Wie Dhamma in een vorm probeert te gieten, gaat aan de essentie voorbij. Vorm is immers leegte, leegte is vorm. Anders gezegd: vorm is vorm en niet méér dan dat: het is gewoon wat het is. Het staat volkomen los van onze ideeën, overtuigingen en interpretaties. Inzicht staat haaks op onze neiging om vorm, materie, bestendig—heilig, synoniem van ‘heel’—te verklaren. Structuren zijn Dhamma niet.
Overkoepelende structuren zijn zelfs helemaal Dhamma niet: dit zijn slechts structuren die onderliggende structuren in stand pogen te houden en naar hun hand proberen te zetten.

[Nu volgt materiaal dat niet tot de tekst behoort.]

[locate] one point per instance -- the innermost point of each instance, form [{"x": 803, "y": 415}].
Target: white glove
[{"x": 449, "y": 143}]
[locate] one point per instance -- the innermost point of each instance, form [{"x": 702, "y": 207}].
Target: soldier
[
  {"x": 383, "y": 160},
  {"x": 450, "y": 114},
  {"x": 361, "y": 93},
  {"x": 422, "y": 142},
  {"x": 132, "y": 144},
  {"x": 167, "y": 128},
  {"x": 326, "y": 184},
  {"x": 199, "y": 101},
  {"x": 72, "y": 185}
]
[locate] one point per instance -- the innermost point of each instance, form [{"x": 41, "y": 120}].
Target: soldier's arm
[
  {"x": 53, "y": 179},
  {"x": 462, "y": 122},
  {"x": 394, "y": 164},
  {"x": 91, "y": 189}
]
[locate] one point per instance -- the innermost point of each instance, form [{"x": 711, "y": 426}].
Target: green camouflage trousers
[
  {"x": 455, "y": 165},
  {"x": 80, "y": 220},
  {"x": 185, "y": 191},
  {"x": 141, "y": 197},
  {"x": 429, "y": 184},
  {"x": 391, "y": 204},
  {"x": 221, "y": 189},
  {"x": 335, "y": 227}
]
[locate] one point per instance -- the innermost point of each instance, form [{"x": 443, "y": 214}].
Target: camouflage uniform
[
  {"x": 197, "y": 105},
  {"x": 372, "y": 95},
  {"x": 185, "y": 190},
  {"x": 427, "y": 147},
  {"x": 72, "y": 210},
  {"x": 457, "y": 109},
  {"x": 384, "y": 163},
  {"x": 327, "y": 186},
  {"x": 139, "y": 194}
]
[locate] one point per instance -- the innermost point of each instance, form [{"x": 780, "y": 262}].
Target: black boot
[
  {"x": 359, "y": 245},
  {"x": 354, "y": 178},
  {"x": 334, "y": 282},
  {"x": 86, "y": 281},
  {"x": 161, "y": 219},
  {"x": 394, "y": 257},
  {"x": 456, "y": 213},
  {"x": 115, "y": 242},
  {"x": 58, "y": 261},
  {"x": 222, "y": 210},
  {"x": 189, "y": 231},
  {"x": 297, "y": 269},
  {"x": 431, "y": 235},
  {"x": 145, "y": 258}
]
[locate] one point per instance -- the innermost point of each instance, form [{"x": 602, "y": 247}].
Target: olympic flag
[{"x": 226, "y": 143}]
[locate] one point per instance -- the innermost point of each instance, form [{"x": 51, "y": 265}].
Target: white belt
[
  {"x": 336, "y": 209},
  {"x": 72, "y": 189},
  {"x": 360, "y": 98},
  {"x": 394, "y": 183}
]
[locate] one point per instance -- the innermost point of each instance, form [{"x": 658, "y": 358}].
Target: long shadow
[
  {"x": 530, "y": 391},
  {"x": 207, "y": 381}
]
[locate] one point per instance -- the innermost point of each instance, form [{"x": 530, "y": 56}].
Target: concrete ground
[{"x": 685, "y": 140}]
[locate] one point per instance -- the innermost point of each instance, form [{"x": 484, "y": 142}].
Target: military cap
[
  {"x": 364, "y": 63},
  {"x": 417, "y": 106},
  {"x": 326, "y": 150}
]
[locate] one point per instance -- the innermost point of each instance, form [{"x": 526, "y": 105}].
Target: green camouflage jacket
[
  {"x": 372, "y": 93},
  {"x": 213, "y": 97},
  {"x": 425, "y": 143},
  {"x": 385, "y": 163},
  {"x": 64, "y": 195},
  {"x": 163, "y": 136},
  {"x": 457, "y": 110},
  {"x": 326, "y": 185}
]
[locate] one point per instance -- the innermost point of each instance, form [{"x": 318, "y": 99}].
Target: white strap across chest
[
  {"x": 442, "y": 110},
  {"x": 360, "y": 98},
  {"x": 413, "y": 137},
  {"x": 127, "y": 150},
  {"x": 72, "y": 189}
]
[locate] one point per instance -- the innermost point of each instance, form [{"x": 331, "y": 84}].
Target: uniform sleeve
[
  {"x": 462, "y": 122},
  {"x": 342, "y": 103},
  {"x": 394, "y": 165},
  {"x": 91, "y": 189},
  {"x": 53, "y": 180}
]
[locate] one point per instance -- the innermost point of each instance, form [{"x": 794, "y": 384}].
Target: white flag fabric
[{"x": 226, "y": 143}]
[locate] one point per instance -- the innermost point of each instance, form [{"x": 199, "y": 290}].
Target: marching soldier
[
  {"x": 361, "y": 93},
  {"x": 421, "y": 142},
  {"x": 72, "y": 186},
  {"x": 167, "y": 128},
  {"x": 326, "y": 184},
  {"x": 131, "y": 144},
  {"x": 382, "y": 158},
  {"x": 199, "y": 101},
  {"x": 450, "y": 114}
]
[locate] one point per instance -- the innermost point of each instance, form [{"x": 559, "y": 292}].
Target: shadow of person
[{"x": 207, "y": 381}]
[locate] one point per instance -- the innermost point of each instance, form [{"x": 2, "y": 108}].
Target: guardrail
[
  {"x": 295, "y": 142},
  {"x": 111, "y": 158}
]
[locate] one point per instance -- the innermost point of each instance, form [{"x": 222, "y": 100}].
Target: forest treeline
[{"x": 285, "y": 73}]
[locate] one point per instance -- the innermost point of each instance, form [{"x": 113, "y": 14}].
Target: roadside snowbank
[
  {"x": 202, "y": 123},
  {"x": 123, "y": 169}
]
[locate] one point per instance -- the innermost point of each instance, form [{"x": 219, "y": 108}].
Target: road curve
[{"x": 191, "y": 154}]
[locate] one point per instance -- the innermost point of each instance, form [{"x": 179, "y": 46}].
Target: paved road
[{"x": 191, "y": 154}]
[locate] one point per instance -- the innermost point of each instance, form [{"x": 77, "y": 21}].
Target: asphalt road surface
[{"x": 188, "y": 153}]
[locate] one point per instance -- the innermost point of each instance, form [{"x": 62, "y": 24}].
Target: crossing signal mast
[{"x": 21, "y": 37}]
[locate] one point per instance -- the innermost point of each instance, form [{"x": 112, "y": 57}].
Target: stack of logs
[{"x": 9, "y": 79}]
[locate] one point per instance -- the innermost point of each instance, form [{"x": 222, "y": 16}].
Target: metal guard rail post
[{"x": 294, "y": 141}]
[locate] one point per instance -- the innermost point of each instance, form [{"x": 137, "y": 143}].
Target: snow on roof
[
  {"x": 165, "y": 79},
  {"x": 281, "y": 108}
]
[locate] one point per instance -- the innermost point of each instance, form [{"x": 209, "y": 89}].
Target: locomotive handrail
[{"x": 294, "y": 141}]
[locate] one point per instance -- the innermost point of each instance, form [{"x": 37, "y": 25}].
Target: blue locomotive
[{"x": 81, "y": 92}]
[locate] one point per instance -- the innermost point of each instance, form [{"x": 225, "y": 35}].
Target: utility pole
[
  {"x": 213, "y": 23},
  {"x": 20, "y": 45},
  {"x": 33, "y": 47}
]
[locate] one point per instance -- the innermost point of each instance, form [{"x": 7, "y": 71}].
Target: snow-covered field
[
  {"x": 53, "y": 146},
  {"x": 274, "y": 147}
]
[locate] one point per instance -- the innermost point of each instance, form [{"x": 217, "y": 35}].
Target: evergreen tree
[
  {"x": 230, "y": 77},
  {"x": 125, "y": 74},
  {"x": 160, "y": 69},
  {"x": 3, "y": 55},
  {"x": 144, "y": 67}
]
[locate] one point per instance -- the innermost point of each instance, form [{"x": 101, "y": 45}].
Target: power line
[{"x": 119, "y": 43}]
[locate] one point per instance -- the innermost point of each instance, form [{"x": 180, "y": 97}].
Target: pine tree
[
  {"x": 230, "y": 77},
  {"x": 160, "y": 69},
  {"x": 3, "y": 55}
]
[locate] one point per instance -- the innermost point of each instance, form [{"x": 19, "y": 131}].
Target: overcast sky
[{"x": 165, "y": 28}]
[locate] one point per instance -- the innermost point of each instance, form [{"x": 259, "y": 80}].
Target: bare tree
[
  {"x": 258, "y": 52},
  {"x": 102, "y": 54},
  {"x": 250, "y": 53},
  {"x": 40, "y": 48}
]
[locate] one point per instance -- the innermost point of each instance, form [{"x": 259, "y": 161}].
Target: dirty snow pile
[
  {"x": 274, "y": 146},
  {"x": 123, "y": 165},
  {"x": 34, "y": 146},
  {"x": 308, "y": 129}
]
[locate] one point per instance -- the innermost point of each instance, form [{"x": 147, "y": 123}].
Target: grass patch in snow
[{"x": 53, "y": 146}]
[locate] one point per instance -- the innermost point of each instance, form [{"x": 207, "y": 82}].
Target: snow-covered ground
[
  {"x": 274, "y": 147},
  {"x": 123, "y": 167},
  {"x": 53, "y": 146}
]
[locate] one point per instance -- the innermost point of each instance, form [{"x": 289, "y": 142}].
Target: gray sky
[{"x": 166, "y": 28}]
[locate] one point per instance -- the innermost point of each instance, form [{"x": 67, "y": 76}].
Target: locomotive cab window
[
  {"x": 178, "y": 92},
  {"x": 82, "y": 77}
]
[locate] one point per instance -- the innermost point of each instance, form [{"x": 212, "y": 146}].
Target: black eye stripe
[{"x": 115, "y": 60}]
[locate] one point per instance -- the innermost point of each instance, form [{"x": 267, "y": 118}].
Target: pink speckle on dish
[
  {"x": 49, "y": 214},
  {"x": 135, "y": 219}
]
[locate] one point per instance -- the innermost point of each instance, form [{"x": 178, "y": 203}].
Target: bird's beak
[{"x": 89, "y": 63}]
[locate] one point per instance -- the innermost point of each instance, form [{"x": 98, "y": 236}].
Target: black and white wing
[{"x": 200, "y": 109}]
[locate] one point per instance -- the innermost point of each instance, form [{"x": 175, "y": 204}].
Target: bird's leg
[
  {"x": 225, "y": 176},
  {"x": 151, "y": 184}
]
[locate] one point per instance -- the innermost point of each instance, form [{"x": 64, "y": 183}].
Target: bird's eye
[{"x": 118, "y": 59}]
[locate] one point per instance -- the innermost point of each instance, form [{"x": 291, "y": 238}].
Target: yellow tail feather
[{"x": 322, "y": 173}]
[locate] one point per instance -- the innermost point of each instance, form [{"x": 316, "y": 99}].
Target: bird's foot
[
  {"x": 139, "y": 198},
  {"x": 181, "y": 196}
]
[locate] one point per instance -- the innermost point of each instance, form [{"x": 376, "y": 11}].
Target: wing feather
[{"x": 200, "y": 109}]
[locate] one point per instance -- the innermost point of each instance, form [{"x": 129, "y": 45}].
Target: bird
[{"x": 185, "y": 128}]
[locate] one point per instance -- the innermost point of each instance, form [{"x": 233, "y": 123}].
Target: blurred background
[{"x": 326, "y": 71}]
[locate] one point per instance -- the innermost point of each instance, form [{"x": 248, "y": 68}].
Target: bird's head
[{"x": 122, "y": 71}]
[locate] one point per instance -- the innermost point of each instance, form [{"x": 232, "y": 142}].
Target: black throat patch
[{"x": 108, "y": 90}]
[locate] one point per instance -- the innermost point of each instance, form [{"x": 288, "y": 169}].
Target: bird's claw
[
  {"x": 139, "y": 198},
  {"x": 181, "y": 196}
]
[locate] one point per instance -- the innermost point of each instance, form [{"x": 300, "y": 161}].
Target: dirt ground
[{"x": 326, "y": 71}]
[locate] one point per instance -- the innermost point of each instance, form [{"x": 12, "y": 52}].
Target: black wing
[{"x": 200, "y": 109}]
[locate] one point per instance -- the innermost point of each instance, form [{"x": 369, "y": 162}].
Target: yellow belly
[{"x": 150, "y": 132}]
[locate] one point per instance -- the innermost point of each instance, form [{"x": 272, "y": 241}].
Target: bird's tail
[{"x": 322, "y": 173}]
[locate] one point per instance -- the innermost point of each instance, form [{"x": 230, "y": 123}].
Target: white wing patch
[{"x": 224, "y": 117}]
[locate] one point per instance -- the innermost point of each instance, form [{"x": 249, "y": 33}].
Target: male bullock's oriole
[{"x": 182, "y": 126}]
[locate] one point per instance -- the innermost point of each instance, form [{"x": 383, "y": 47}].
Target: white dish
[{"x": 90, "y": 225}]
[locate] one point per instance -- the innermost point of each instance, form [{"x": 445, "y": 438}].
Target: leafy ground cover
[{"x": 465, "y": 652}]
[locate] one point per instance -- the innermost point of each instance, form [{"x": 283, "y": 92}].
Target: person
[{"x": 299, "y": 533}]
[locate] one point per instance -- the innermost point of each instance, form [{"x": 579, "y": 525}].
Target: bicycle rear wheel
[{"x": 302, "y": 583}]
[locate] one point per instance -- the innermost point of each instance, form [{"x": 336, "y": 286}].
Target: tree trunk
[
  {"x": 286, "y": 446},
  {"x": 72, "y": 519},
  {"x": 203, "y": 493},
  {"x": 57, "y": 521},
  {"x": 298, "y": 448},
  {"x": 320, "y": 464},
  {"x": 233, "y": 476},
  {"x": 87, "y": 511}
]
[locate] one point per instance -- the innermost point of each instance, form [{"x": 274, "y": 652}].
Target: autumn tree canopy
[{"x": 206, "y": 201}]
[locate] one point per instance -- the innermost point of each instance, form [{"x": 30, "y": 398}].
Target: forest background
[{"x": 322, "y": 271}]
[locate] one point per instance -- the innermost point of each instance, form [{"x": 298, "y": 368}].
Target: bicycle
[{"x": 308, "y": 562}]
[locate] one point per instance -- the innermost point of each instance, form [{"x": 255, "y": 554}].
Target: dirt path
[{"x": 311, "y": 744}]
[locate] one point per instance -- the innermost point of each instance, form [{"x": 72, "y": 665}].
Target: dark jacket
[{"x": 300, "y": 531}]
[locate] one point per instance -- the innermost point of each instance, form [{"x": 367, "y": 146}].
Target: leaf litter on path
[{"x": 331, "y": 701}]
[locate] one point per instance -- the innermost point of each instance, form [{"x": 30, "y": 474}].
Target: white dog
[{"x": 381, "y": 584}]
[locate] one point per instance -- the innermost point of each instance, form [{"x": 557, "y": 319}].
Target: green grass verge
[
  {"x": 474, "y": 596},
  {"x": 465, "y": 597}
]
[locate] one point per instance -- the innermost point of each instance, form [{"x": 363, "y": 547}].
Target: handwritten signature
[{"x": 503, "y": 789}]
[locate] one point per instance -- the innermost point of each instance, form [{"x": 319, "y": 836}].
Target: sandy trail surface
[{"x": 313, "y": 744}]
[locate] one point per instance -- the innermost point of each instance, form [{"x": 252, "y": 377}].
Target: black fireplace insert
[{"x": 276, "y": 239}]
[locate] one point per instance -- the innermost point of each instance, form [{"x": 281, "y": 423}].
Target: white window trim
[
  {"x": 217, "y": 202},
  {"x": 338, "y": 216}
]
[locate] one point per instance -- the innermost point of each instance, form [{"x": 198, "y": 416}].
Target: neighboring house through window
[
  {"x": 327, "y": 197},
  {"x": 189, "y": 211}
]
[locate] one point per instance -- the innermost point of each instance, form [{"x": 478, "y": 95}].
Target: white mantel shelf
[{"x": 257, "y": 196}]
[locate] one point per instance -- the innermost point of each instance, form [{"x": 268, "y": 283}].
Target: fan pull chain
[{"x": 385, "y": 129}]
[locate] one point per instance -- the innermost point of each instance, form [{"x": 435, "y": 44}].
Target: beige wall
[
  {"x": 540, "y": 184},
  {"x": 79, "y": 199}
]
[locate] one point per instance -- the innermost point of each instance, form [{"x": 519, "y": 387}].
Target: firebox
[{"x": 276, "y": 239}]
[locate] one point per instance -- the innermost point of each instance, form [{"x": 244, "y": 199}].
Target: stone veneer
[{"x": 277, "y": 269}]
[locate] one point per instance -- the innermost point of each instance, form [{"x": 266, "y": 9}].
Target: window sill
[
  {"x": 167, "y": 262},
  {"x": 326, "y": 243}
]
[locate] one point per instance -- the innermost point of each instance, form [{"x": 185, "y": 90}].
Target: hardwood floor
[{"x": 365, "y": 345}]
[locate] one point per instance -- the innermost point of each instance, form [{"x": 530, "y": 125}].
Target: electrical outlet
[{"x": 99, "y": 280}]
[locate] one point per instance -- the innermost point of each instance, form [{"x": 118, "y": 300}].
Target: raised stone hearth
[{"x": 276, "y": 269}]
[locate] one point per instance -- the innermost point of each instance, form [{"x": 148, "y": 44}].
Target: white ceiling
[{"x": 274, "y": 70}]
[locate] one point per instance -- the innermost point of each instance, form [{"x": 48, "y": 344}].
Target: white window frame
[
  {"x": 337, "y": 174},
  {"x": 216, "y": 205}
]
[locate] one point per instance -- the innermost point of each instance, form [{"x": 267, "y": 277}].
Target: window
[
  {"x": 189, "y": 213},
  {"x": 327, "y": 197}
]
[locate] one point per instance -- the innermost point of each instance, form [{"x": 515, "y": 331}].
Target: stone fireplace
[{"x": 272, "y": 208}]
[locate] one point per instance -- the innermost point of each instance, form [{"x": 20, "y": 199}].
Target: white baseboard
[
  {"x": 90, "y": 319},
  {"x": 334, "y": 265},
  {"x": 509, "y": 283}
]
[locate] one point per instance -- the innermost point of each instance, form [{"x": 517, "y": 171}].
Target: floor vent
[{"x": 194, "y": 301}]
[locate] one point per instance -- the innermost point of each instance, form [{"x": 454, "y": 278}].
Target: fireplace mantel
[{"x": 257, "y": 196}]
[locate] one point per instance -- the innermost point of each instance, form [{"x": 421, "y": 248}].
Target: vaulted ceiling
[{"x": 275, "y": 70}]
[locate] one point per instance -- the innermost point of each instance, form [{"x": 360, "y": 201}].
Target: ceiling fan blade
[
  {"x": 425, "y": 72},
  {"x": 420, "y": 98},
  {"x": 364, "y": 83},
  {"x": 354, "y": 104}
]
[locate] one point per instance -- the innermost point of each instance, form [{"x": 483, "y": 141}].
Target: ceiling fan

Een overkoepelende structuur is een zgn. ‘bovenbouw’, (cfr. Karl Marx), een superstructuur die wordt opgericht om standpunten in de markt te zetten (beïnvloeding, opiniëring, lobbying); om bestaande toestanden te rechtvaardigen en/of te verdedigen waardoor bepaalde systemen in stand (kunnen) gehouden worden of gefaciliteerd (machtsbasissen, benoemingen, subsidiëring). De hamvraag is of de belangen van de (super)structuren corresponderen met de basis. Op grote hoogte kan de lucht immers erg ijl worden. Onwezenlijk. Schraal.
Finaal is het de beoefenaar, die bepaalt wat hij/zij aanvaardbaar en toepasselijk vindt. Die zélf kijkt wat met de werkelijkheid strookt. Niet de (overkoepelende) structuren. Onderwerping of bevrijding is een persoonlijke keuze. Voor de Boeddha bestaat er geen twijfel: ‘Atta hi attano natho—Ieder is zijn eigen beschermer.’
Structuren bezitten de aberrante eigenschap om elkaars aanwezigheid op te zoeken. Om tegen elkaar aan te schurken. Zij herkennen elkaar. Zij onderstutten elkaar. Zij spreken immers dezelfde taal, ook als ze tegenstrijdige belangen te verdedigen hebben.
De vastheid, stelligheid, duurzaamheid, stabiliteit, bestendigheid die structuren willen uitstralen is echter niet de ‘ware aard van de dingen’. Is niet yatha-bhuta. Vastheid, stelligheid, duurzaamheid, stabiliteit… is geen kenmerk van de verschijnselen, van de dingen, van de fenomenen, van de dhamma’s. Hierdoor zijn structuren weinig meer dan geforceerde uitwassen. Of aanwassen. Kernhout zijn ze in ieder geval niet. Nooit.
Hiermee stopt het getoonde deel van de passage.